Categories of Special Interest
Oman and Sons
In Use As
1820 - 1840
Attached eight-bay three-storey former warehouse over basement, built c.1830, with integral carriage arches to south and north ends, and returns to rear (east) elevation. Now in use as commercial premises. Hipped and pitched slate roofs, hidden behind brick parapet with carved stone coping, cast-iron rainwater goods. Flat roofs to returns. Brown brick walls, laid in Flemish bond, having brick relieving arches, with squared calp limestone plinth course. Brown brick walls laid in English garden wall bond to rear. Square-headed window openings having granite sills, six-over-six pane and three-over-six pane timber sliding sash windows and bars. Square-headed loading door openings with granite sills and mild steel bars. Square-headed door openings with granite steps, overlights and timber panelled doors. Elliptical-headed carriage arches with cut granite surrounds and double-leaf part-glazed timber battened doors. Recent shopfront to ground floor. Basement lights to front. Situated to south end of east side of Crown Alley.

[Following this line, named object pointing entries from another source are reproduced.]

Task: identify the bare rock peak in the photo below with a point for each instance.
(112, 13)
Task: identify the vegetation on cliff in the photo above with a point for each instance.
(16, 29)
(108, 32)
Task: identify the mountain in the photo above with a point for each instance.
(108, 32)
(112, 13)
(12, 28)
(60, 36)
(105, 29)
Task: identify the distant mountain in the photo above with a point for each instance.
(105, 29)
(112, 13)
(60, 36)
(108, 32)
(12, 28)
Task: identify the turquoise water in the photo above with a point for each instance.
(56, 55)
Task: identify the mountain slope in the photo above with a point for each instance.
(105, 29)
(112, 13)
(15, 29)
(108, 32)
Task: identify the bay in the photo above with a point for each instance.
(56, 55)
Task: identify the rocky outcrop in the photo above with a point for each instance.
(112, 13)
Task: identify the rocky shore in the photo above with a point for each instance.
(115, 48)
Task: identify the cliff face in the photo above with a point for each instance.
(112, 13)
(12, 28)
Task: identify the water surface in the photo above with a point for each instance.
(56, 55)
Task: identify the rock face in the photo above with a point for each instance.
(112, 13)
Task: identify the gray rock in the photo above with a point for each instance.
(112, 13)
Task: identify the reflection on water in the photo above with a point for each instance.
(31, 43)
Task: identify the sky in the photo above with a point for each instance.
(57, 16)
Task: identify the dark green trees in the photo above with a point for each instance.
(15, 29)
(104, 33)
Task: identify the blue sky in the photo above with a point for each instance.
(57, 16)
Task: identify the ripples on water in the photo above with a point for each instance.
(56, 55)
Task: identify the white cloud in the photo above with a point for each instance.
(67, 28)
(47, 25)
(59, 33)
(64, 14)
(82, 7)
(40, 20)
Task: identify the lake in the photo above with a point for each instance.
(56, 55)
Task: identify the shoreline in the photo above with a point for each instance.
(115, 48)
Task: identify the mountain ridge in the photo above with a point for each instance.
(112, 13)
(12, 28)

Crown Alley, a narrow, irregular passageway connecting Temple Bar and Dame Street, was laid out in the early eighteenth century. Following the construction of the Ha’penny Bridge and Merchants’ Hall the Wide Street Commissioners took the opportunity to widen and improve the passageway. This is one of the finest surviving warehouses in the area, a building type that would have characterised Crown Alley in the mid-nineteenth century. Although it has been somewhat altered, it retains its historic form and character, with several distinctive features which are typical of warehouses, notably the vertically-arranged loading bays and well-executed carriage arch that add textural and tonal variation to the façade, as well as contextual interest.